Speech & TranscriptionDocumentedScanned

gettr-transcribe-summarize

Download audio from a GETTR post (via HTML og:video), transcribe it locally.

Installation

npx clawhub@latest install gettr-transcribe-summarize

View the full skill documentation and source below.

Documentation

Gettr Transcribe + Summarize (MLX Whisper)

Quick start

# 1. Parse the slug from the URL (just read it — no script needed)
#      → slug = p1abc2def
#     → slug = p3xyz

# 2. Get the video URL
#    For /post/ URLs: use the extraction script
python3 scripts/extract_gettr_og_video.py "<GETTR_POST_URL>"
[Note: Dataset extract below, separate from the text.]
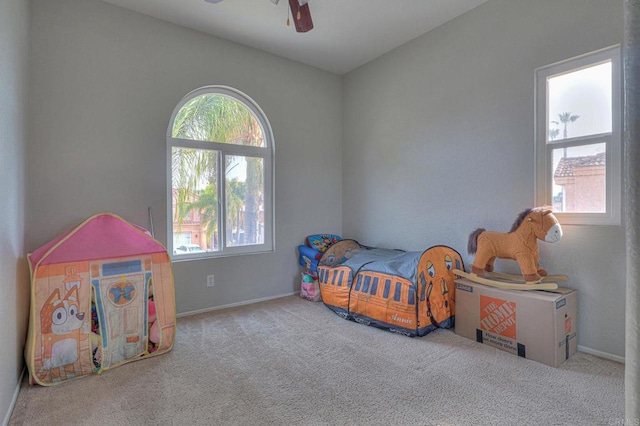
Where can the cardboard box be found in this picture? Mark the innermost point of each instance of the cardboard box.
(537, 325)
#    For /streaming/ URLs: use browser automation directly (extraction script is unreliable)
#    See Step 1 below for browser automation instructions

# 3. Run download + transcription pipeline
bash scripts/run_pipeline.sh "<VIDEO_URL>" "<SLUG>"
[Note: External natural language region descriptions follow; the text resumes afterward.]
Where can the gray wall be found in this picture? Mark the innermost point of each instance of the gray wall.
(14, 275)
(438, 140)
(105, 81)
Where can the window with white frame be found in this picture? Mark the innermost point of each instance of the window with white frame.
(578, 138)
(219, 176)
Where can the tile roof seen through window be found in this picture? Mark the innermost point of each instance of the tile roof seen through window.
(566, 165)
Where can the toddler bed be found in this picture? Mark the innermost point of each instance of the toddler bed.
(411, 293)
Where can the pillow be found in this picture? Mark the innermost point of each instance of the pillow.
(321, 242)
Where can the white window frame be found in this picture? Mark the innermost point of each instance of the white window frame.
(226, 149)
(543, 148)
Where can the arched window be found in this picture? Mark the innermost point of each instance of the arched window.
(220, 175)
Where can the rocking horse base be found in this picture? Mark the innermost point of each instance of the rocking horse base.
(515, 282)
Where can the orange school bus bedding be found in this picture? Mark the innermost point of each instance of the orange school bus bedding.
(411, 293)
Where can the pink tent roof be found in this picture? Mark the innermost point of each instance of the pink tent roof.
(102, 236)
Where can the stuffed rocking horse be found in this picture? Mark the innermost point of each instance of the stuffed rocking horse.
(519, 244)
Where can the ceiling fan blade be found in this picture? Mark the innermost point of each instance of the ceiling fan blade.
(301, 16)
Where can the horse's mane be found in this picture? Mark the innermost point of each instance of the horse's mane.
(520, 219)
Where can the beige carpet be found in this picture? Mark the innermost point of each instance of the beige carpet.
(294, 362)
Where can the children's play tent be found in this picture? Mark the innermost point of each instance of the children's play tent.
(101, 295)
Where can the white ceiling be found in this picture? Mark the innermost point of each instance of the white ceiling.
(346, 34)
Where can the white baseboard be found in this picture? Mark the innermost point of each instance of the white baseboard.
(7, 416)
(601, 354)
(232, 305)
To explicitly set the transcription language (recommended for non-English content):

bash scripts/run_pipeline.sh --language zh "<VIDEO_URL>" "<SLUG>"

Common language codes: zh (Chinese), en (English), ja (Japanese), ko (Korean), es (Spanish), fr (French), de (German), ru (Russian).

This outputs:

./out/gettr-transcribe-summarize//audio.wav

./out/gettr-transcribe-summarize//audio.vtt

Then proceed to Step 3 (Summarize) to generate the final deliverable.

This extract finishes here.